|Index||5 reviews in total|
I was lucky enough to catch this film at a film festival in Miami. The
film is about Pedro Rey who preceded Pablo Escobar as Colombi's main
cocaine kingpin in the 1970's. The film is a Colombian production and
filmed on location in Cali. While the film is low budget it is very
rich in character development and story.
The film pretty much tells the story of how Pedro Rey rose from his humble beginnings to be one of the top cocaine dealers in Colombia. Along the way he befriends an American from the Peace Corps who becomes his main distribution contact in the U.S. The film exposes how the drug money Pedro Rey earns can corrupt politicians, police forces and his own family. The movie was well acted and the characters very real. The film did remind me of Brian De Palma's "Scarface" but overall it was a good production.
"El Rey" tells the story of a "cocaine king" in Colombia in a time before Pablo Escobar (from the 60s to the middle 70s). This film has a taste of truth. It doesn't try to judge and describes the times and life of Pedro "El Rey". It shows how the cocaine traffic was in agreement with Colombian society at the time with the growing American involvement in Colombia. The film describes "el Rey" starting as a bar owner paying the rent for his business establishment, trying to find outlets to grow in his activity and becoming eventually the cocaine king in Colombia. As I've already said "El Rey" (unlike many American films) doesn't pass judgement, and there are no car chases, great shootouts or many other things so dear to the American movies. There's no tear-stained moralism or preaching. "El Rey" is able to simply tell a story which shows the life of a big cocaine trafficker, his connection to the time, and his hopes, loves, and dreams. This is a film that portrays human beings with their contradictions. It entertains and is able to open ours eyes to a reality many of us know only superficially.

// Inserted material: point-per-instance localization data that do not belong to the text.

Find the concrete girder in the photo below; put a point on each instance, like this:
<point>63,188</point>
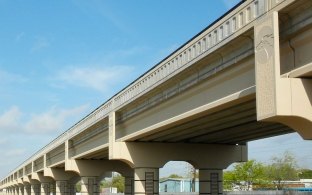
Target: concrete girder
<point>284,100</point>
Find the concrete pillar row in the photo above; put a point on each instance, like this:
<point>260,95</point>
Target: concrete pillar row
<point>16,190</point>
<point>210,181</point>
<point>146,181</point>
<point>89,186</point>
<point>21,189</point>
<point>27,189</point>
<point>35,189</point>
<point>72,188</point>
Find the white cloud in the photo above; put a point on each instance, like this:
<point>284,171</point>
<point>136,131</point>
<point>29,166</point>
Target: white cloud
<point>100,79</point>
<point>7,77</point>
<point>14,152</point>
<point>19,36</point>
<point>3,141</point>
<point>39,44</point>
<point>10,119</point>
<point>230,3</point>
<point>53,120</point>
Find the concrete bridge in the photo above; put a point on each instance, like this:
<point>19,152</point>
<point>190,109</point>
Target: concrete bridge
<point>245,77</point>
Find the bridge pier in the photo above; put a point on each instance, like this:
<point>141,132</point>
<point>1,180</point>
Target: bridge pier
<point>89,185</point>
<point>91,170</point>
<point>210,181</point>
<point>35,188</point>
<point>27,189</point>
<point>16,190</point>
<point>280,99</point>
<point>45,183</point>
<point>146,181</point>
<point>129,185</point>
<point>147,158</point>
<point>61,178</point>
<point>20,189</point>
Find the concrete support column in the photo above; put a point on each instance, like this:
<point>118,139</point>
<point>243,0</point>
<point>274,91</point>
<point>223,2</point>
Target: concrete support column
<point>16,190</point>
<point>61,188</point>
<point>72,189</point>
<point>27,190</point>
<point>146,181</point>
<point>35,189</point>
<point>211,181</point>
<point>129,185</point>
<point>45,188</point>
<point>89,186</point>
<point>53,188</point>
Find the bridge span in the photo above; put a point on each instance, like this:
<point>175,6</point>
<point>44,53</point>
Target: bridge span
<point>245,77</point>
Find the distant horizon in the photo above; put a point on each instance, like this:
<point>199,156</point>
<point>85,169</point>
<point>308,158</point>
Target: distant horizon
<point>61,60</point>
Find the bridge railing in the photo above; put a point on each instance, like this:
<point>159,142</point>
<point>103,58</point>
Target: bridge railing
<point>207,41</point>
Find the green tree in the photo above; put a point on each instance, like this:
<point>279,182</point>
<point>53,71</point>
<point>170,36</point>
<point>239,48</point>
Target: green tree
<point>282,169</point>
<point>250,172</point>
<point>119,183</point>
<point>305,174</point>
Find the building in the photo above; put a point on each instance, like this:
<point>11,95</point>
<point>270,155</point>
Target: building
<point>178,185</point>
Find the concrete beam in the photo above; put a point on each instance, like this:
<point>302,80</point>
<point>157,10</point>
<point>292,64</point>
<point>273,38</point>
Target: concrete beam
<point>284,100</point>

I saw this movie with family in south America a few years ago and it was a fairly big hit, in Latin America it got good reviews and did well, but in the United States it pretty much never made it(which happens with a lot of foreign films). To me it was like Scarface with more substance. I'm into the genre of crime films, but find myself bored by the recycled plots. This movie is made in Colombia about a real Colombia drug kingpin and its excellent. Its available on Netflix, because obviously blockbuster wouldn't carry a movie like this, and its well worth it. It is not a high budget action movie like we're use to, its more of a crime drama set in the world of drugs that has a very authentic feel to it since its all filmed on located in Cali, Colombia.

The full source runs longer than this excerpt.